Merlin. “It’s mine, I killed it and now I’m going to eat it!” I made this image yesterday on my way home from my gallery in Arroyo Seco. I spotted the raptor on the fence post as I drove along. I pulled over, reversed about 100 feet and wound down my window. I said to myself, ‘that’s a male Merlin falcon, perhaps a juvenile’. I stopped about 20 feet away and while I was changing lenses I observed the Merlin tear at a dead bird’s chest … at least I’m pretty sure it was dead. I made about a dozen images, each, very much like this one. A few minutes later when a pickup came whipping by me, scaring the Merlin, the raptor took off clenching it’s prey. This evening I wrote to my friend Jean-Luc Catron, author of Raptors of New Mexico to confirm my ID of the bird. This is his reply … “What a beautiful photo!! You are right, it is a merlin, and because of the muted facial markings I can also say that it belongs to the subspecies richardsonii (prairie or Richardson’s merlin). It is a male because of the blue gray dorsal plumage”. Thank you Jean-Luc. Thank you for looking. G
Valles Caldera National Preserve, a volcanic caldera in the Jemez mountains of northern New Mexico. You can read more here at the National Park Service Website. Thanks for looking. G
Adobe Route, Free Climbing Pigeons. “I got this… I got this!” at the St. Francis Church Ranchos de Taos, NM. I’m guessing here… perhaps they were eating seeds they discovered in the mud or bits of gravel for their crop. One thing I’m certain about, as I watched them work their way up the building, flying would have been the easier route to take.
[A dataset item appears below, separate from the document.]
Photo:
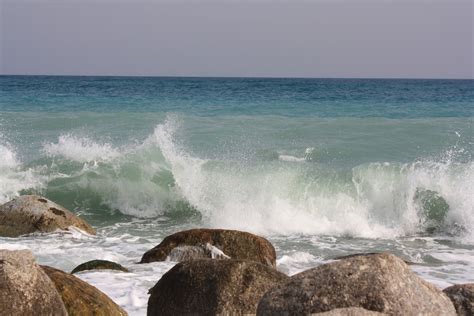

Thanks for looking. G
Old Martina’s Hall, Ranchos de Taos, New Mexico. A play on words: Old Martinez Hall now Old Martina’s Hall. Martina being the new owner. I’ve driven by this building for a while now and the sculptural lines have always fascinated me. In the past, I’ve made images of the “Old Martinez Hall” and purchased beer at the now defunct drive up liquor window before the state rightfully banned drive up liquor windows. On this occasion, I can safely say, it was the snow accentuating the sculptured form of the building that caught my eye as I drove past. Thanks for looking. G
Homestead in Pilar NM. This is a fairly recent image although it looks like time stood still at the end of the last century and we happened upon it via a time travel machine. Very much of New Mexico looks a lot like this. Pilar is a vibrant hamlet on the banks of the Rio Grande twenty minutes south of Taos. There are resident artists, bald and golden eagles, beaver, otter and river rafting outfits. Come and visit sometime. Thanks for looking. Oh! … the cross shaped structure is one end of a washing line.
Bucket on a fence. Driving around Taos County one comes across some wondrous objects that often seem to have magically shown up, by their own will, festooning the landscape like an ancient colloquial code. What, or who, could possibly have determined any usage from hanging a flattened bucket on a fence post?